A little bit about why I’ve decided to head down the road into journalism then – firstly, I love writing. I’ve always loved writing. I know that ‘loving writing’ is not sufficient for becoming a journalist, but it was certainly one of the deciding factors for me. When I was little, I’d write endless stories and make pop-up books with my brother, and I was an avid Enid Blyton fan. Secondly, I love keeping on top of what is going on in the world. I check Brighton’s news daily on The Argus, despite the fact I’ve not permanently lived in Brighton since 2010. When I need to procrastinate, I check out the news. You’ll always find stacks of posts such as ‘Kayleigh Tanner read this and 62 other articles’ on my Facebook. Furthermore, it’s something I’ve wanted to do since I was about ten years old. We had a project at school where we had to write a news report of the three little pigs and the big bad wolf, which I absolutely loved. I had my confidence knocked for a few years with people telling me how hard journalism is to get into, but earlier this year the rational sliver of my brain kicked in: why not try? Of course, if I don’t try to become a journalist, I definitely won’t become one.

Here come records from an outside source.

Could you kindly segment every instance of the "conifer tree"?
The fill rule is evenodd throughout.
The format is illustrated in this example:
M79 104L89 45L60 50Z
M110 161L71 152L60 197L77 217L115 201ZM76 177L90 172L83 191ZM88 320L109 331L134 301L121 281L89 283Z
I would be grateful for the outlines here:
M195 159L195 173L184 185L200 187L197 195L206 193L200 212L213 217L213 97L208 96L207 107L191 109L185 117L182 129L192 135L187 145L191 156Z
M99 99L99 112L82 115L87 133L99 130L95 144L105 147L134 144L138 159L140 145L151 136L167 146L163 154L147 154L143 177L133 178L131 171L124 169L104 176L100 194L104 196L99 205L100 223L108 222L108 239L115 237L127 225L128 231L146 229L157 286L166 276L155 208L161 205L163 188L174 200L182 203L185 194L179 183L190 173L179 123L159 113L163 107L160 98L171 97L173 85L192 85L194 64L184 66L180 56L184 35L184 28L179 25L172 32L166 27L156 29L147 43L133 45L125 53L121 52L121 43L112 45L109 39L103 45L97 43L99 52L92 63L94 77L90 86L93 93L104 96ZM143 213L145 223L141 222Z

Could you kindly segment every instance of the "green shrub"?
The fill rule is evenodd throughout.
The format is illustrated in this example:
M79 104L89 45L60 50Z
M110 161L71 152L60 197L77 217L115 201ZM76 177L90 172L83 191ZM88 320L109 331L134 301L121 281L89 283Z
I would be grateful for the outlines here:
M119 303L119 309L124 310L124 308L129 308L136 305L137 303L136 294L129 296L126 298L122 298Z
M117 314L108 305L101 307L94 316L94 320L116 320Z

Sometime just after New Year 2012, I was in the throes of a degree-related crisis. After a spate of horribly difficult lectures, I was doubting whether or not I should stay at university, or find an alternative route into work. I went through a series of possibilities, before landing on the Journalist Works website. I noticed that they had a taster session, and, inspired by the fast-paced, exciting course, immediately signed up for it.

I couldn’t stop smiling after I’d left the taster session. Suddenly I felt like I wanted to learn new skills, and more to the point, learn a vocation. As challenging and diverse as it might be, there are few ties between Linguistics and any obvious career ladders. I knew immediately that this was perfect for me, and even better, it would fit perfectly into the 6-month summer afforded to us, so I could return for my final year at university as a fully qualified journalist.

Since signing up, I have been buying the core textbooks, and have specifically been working my way through Marie Cartwright’s Teeline Gold Standard for Journalists. I started practising a couple of weeks ago, and I must confess, when I first flicked my way through the book, my immediate thought was ‘I can’t do this’. I looked at the then-incomprehensible series of symbols, and wondered how I would ever learn to read, let alone write, this alien language. At this point, I could hardly call myself fluent in the language of Teeline shorthand, but I can now read sentences, and I’m making slow but steady progress with my writing. The 100 word per minute minimum level required of all journalists seems like a daunting task, but one that will hopefully feel a bit more attainable with a few more weeks of practice before the course begins. I have also just had my first piece published in one of UCL’s magazines, Pi Media, hopefully with more pieces on the way at the start of the next academic year.

I have started this blog to chart my progress and inform anyone else considering becoming a journalist about the process. I’m incredibly excited to begin, and when I’m a bit more comfortable with WordPress, I’ll try to set up another page with any pieces I write.

This has been a suitably generic, painless introductory post, so I really hope you’ll bear with me while I figure out how to use WordPress, and carry on reading my subsequent posts in the months to come!